This sort of forum worship is usually reseved for the mighty MU ... who has not been around much lately.
I will light a small candle for him.
Sorry guys, I have been really busy recently with work and just got around to reading some of the epic CPU threads. I guess you guys know how that one works- finally get done with all of the school and training and then get a real job, and watch your free time evaporate. At least when I am on call at work and it's not overly busy (it usually
is overly busy though), they just installed unlocked WiFi and THG isn't blocked by the nanny filter.
😀
MU_Engineer..
he's a server freak and knows AMD Operton's like they were his children...
I am a devoted SMP fan, that's for sure
😀 There's just something about using big-iron parts that interests me like how some of you get interested by a super-high-end GPU or a massively overclocked system.
Oh, and back on topic. Bulldozer as a design theory appears to be very solid. AMD knows it isn't going to be able to outrun Intel in per-core performance and possibly in total per-CPU performance. Intel has too many dollars and people in their R&D department to work on eking out a percent here and a percent there for AMD to seriously want to play that game. Intel would start an arms race of sorts and bankrupt AMD, since AMD's market cap is a single digit percentage of Intel's. AMD seems to have been aiming for a space-efficient, dollar-efficient design that could scale well enough from notebook to server to handle the 99+% of the market that doesn't insist on the absolute highest performance at any price (e.g. Intel's top-bin CPUs like the ~$5000 Westmere-EP E7-88xx series.) Increasing throughput and performance is much easier to do by adding threads than by making each set of thread execution hardware stronger. AMD has been adding threads to increase performance for some time, as Thuban has shown. Software keeps continually being more and more multithreaded, so this is not an unreasonable approach. AMD thus is looking to make a chip that handles as many threads as possible but doesn't have an unmanufacturably-large die. AMD's options were to simply add more Stars-type cores, come up with "slimmer" cores and add yet more of them, or adopt SMT. AMD apparently did a lot of research and found that they needed to keep discrete integer cores present but some of the rest of the HW could be shared without a big performance deficit when fully loaded, unlike SMT. So they had a shared frontend, discrete integer cores reminiscent of Bobcat (which was another "good enough performance but cheap to make" chip), shared L2 cache, and semi-shared FPU. My guess is that the FPU isn't too hard to replace with a bunch of Radeon GPU HW in the near future as it isn't nearly as directly tied in with the cores as with Stars. That would fit in with AMD's ultimate goal of Fusion- to have cheap, easy-to-make, space and dollar-efficient integer core modules paired up with GPU HW acting as a super-strong FPU as well as a GPU.

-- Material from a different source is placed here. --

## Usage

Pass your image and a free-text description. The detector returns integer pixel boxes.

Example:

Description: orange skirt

The initial Bulldozer parts failed to meet their performance expectations for non-obvious and still not completely known (or publicly known?) reasons. This happened to AMD the last time they did substantial changes to their uarch with Barcelona. They essentially ran into teething problems with a significantly new design, and I feel this is what happened here. Best guesses as to Bulldozer's lower-than-anticipated performance usually involve the caches, namely that the L1 is too small and the L2/L3 are too slow. I wonder if the FPU scheduler isn't also a bit immature as well and isn't properly "splitting" the FPU for simultaneous 2x128 bit operations on the different cores. 128-bit non-AVX FPU-heavy tasks run about as fast on 4 threads as they do 8, whereas you would think they would run considerably faster. The integer schedulers seem to be fine as Bulldozer does scale fine with non-FPU-heavy tasks out to its full 8 threads. So, my guess as to what is going to be in Piledriver is essentially "fixing" the implementation issues in Bulldozer:
1. Increase in L1 size.
2. Better FPU scheduler
3. Possibly an even beefier FPU, maybe a 2x256 bit unit?

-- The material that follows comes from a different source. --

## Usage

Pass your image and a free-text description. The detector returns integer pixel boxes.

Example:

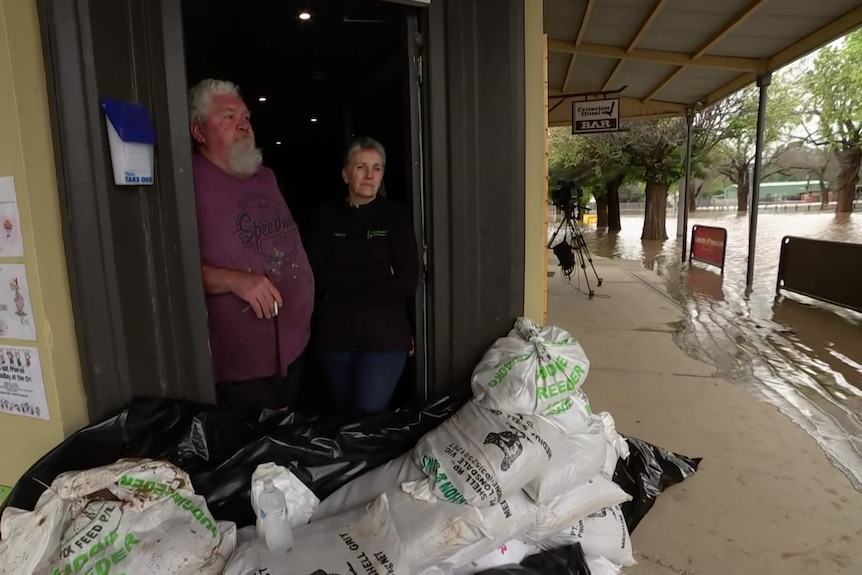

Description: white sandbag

4. L2 and L3 latency reduction
5. Increased uncore speeds
6. Other subtle tweaks that increase performance due to internally-identified issues that we are not aware of. This could be anything from increasing internal cache/core bandwidth, scheduler tweaks, etc.
And then the typical refresh tweaks:
7. Another module- we have heard this before.
8. Support for even faster DDR3 memory, probably DDR3-2133 or maybe even DDR3-2400 support in the desktop parts.
9. A third IMC channel for GPU-equipped parts, we have also heard this before.
10. Higher clock speeds at identical thread counts and TDPs due to a maturing 32 nm process
11. Software tweaks, such as how AMD had the Linux kernel TLB bug fix (which did NOT need to shut off the L3 on Barcelona like the Windows BIOS fix did) and the Cool 'n Quiet individual-core-scaling tweak between Barcelona and Shanghai.
All in all, I fully expect Bulldozer --> Piledriver to be like Barcelona --> Shanghai. Major redesigns have teething problems, period. Even Intel has them, anybody who has tried to run a Sandy Bridge with its new, majorly-redesigned on-die IGP on Linux can easily testify to that one.